9. Alignment of secondary structure elements with absolute difference in length as scoring scheme
 

 

This method was essentially the same as method 5 however matching elements (i=j) were scored by the absolute difference in length of the two elements normalised by the maximum of the two lengths subtracted from 1 i.e. 1-((abs(li-lj)/max(li,lj)). Alignment of helix with coil or strand with coil was scored by (1-((abs(li-lj)/max(li,lj)))/2. Alignment of helix with strand scored 0. The score was normalised by the maximum number of elements in both sequences.
 

 

10. Alignment of full length secondary structure strings
 

 

Full-length secondary structure strings were pairwise aligned using a conventional dynamic programming algorithm.

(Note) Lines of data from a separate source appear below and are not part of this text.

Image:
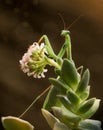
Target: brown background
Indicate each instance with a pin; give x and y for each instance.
(24, 21)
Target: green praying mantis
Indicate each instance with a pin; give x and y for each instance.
(67, 106)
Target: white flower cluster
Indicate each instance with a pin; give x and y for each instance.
(33, 61)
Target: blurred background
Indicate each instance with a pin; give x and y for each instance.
(22, 23)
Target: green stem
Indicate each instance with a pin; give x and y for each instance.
(35, 100)
(53, 63)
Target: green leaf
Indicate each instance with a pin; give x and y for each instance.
(49, 118)
(74, 99)
(84, 82)
(69, 74)
(89, 124)
(65, 115)
(60, 126)
(51, 98)
(89, 108)
(14, 123)
(57, 83)
(85, 94)
(65, 101)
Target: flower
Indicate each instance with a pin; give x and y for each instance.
(34, 61)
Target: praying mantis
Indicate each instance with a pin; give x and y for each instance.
(66, 106)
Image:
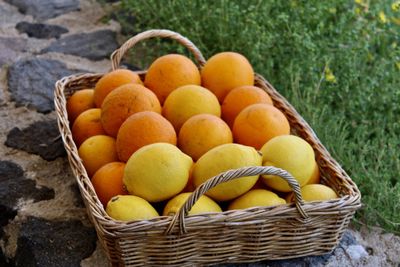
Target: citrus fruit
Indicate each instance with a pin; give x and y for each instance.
(79, 102)
(97, 151)
(143, 128)
(256, 198)
(169, 72)
(203, 205)
(258, 123)
(87, 124)
(222, 158)
(128, 208)
(112, 80)
(240, 98)
(125, 101)
(157, 172)
(107, 181)
(201, 133)
(187, 101)
(292, 154)
(225, 71)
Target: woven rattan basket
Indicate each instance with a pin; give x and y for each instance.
(255, 234)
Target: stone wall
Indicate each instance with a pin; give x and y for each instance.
(43, 221)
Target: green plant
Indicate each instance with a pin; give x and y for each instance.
(337, 62)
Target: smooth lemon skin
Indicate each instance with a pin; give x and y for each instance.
(157, 172)
(256, 198)
(223, 158)
(316, 176)
(188, 101)
(128, 208)
(203, 205)
(317, 192)
(290, 153)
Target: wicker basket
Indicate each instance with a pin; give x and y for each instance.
(254, 234)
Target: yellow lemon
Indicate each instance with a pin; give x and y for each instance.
(292, 154)
(127, 208)
(157, 172)
(222, 158)
(187, 101)
(256, 198)
(315, 177)
(203, 205)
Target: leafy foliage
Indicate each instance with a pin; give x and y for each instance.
(337, 62)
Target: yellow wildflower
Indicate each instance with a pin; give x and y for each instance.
(396, 6)
(329, 76)
(382, 17)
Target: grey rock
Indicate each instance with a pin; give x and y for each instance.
(40, 30)
(31, 82)
(9, 16)
(14, 186)
(4, 261)
(41, 138)
(54, 243)
(95, 45)
(78, 201)
(10, 48)
(45, 9)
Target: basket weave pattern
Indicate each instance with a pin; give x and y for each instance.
(260, 233)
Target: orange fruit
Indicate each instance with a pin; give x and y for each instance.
(107, 181)
(241, 97)
(79, 102)
(226, 71)
(87, 124)
(202, 132)
(258, 123)
(143, 128)
(97, 151)
(169, 72)
(187, 101)
(112, 80)
(125, 101)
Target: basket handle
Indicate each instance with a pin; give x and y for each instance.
(230, 175)
(117, 55)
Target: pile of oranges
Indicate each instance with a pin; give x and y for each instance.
(176, 103)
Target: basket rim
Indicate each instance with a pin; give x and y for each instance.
(108, 224)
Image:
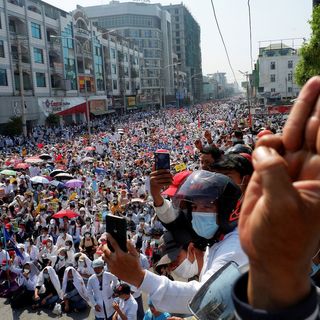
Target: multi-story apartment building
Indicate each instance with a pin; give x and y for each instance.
(186, 44)
(276, 64)
(63, 60)
(149, 26)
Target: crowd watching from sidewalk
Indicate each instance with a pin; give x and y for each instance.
(238, 190)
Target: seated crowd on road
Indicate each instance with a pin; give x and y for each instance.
(58, 186)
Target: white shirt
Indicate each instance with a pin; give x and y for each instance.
(104, 296)
(129, 308)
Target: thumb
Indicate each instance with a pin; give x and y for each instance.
(131, 249)
(273, 172)
(113, 243)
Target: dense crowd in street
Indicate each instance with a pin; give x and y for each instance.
(58, 186)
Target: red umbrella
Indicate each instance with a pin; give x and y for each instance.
(65, 213)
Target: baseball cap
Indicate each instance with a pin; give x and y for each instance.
(178, 180)
(122, 289)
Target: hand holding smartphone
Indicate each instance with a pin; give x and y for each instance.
(117, 227)
(162, 160)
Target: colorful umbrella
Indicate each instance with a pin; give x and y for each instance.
(55, 172)
(63, 176)
(40, 180)
(65, 213)
(45, 156)
(7, 172)
(22, 166)
(34, 160)
(74, 183)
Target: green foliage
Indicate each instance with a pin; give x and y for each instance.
(52, 120)
(309, 64)
(13, 127)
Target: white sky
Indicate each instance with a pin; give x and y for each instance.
(271, 20)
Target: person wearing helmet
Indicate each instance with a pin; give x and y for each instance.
(207, 202)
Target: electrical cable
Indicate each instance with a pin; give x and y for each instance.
(223, 42)
(250, 29)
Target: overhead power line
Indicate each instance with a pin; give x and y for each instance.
(250, 29)
(223, 42)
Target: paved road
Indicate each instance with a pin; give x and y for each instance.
(6, 313)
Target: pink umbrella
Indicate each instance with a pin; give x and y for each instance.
(74, 183)
(65, 213)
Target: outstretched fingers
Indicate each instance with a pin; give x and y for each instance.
(294, 133)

Alignment between two characters i and j were scored as follows: Matching elements (i=j) scored 2, mismatches (i¹j) scored -1 and gaps scored -1. The similarity score between domains was taken as the percentage identity of the alignment i.e. the number of matching characters divided by the length of the shortest sequence.
 

 

11. Alignment of primary sequence
 

 

Primary sequences were pairwise aligned using dynamic programming as in method 10. Alignment between two characters i and j were scored as follows: Matching elements (i=j) scored 1, mismatches (i¹j) scored 0 and gaps scored -4. The similarity score between domains was taken as the percentage identity of the alignment.